Ms. Jane Akuo Kajuga SSA in reply pointed out that the delay in effecting the arrest of the appellant should not be made an issue
as it in no way discredited the substance of the charge. She, however, regretted the fact that it was never exploited at the trial.
The record indicates the evidence/facts surrounding the arrest of the appellant to have been agreed upon by both sides. These read:
“We have agreed on evidence of arrest. Form No. 26085 PC Ekaperu George 31 years of Kangulumira Police Post Kayunga. He recalls
that on 16-6-99 I and Detective Constable Okello booked for duty to Wabukira village for the arrest of Sserunkuma Abdu who had allegedly
defiled Namono. As we went to the home of accused, the complainant handed to us a boy to take us to Sserunkuma’s house. We
found him inside the house. We called him. We met… and came out. He led us to the LC I General Secretary. On reaching there we introduced ourselves and told the LC that we
had come to arrest Sserunkuma because of defilement. The LC agreed saying he had also heard of ………..(sic) we proceeded
back to Kangulumira Police Post and later transferred him to Kayunga Police Post.
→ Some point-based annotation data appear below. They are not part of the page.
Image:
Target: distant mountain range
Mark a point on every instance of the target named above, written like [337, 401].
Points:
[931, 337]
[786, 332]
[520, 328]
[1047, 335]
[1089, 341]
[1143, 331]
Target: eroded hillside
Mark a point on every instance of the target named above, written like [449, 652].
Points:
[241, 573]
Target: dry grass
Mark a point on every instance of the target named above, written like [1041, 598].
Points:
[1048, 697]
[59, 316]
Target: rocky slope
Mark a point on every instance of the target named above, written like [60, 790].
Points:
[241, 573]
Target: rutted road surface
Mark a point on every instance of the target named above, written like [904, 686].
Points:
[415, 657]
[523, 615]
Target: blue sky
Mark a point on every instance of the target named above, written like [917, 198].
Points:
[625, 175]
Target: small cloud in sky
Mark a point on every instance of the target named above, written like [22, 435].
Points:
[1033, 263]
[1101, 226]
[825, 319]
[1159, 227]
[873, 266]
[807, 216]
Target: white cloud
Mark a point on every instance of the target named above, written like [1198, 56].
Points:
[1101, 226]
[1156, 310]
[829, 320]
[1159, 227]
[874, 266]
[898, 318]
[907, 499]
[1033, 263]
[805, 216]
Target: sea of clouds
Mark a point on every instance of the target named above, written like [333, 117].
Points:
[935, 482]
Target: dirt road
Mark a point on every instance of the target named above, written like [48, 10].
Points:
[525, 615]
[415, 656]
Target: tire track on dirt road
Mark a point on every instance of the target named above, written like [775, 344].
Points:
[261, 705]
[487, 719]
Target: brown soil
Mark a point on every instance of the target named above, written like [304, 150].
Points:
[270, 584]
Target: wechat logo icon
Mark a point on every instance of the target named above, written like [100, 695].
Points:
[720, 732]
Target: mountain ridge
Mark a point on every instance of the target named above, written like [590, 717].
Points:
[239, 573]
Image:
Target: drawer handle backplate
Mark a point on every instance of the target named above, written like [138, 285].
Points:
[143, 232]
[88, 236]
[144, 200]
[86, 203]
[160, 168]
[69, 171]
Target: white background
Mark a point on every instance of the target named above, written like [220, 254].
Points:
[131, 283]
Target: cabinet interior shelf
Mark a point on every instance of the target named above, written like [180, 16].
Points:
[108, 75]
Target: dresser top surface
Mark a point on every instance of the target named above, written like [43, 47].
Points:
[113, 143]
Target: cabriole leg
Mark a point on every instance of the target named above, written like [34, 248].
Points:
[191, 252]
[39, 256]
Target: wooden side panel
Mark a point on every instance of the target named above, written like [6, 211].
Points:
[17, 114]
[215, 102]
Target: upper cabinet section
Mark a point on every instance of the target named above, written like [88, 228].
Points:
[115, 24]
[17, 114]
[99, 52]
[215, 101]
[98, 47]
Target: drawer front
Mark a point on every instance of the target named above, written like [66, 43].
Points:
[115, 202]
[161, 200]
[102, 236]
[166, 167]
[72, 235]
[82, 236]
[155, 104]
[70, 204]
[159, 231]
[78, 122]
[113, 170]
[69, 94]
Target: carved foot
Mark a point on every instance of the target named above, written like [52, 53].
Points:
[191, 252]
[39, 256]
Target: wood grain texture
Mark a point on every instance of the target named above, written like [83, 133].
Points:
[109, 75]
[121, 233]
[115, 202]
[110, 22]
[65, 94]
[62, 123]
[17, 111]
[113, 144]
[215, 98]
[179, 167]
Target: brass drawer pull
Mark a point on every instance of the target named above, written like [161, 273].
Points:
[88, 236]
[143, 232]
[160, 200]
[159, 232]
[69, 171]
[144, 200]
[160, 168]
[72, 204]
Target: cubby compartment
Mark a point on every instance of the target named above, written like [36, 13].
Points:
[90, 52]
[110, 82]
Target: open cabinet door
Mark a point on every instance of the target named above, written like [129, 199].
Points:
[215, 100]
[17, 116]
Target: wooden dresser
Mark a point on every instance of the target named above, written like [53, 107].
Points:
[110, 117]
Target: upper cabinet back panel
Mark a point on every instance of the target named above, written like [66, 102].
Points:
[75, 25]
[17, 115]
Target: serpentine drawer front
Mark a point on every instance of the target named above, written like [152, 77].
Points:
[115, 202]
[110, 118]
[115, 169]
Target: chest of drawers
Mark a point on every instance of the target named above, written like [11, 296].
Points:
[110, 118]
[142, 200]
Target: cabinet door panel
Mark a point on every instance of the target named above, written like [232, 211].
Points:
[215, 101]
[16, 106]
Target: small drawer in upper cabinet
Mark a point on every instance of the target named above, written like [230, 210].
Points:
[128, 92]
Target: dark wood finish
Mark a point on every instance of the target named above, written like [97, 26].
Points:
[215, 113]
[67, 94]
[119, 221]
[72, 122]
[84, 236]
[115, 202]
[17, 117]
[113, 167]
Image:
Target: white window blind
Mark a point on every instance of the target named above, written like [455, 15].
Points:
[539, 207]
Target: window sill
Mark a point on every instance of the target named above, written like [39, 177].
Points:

Accused Abdu Sserunkuma – signed
State – signed.
Defence – signed.
Judge – signed……….”
The facts of arrest do not reveal any resistance. We, however, agree with Ms. Kajuga that the delay in arresting the appellant did
not discredit the substance of the charge. It could have been due to a number of administrative hitches at the Police Station, which is not uncommon. We would reject this aspect of the matter as affecting the charge.
We turn to the issue of identification of the appellant.
Mr. Asubo submitted that PW3 was the sole identifying witness.
She was in the kitchen when she heard somebody crying. One Ronald came to inform her that the appellant was defiling PW4 and that
she was the one crying. PW3 was old and could not see properly at night. There was no sufficient lighting. She could not have properly
identified the appellant. Learned counsel pointed out that both Ronald and the husband of PW3 who had just sold cigarettes to the
appellant were not called as witnesses. It is their evidence which could have provided the material link to the appellant but was missing. In the absence of these two testimonies the evidence of PW3
should not have been relied upon to convict the appellant, learned counsel submitted.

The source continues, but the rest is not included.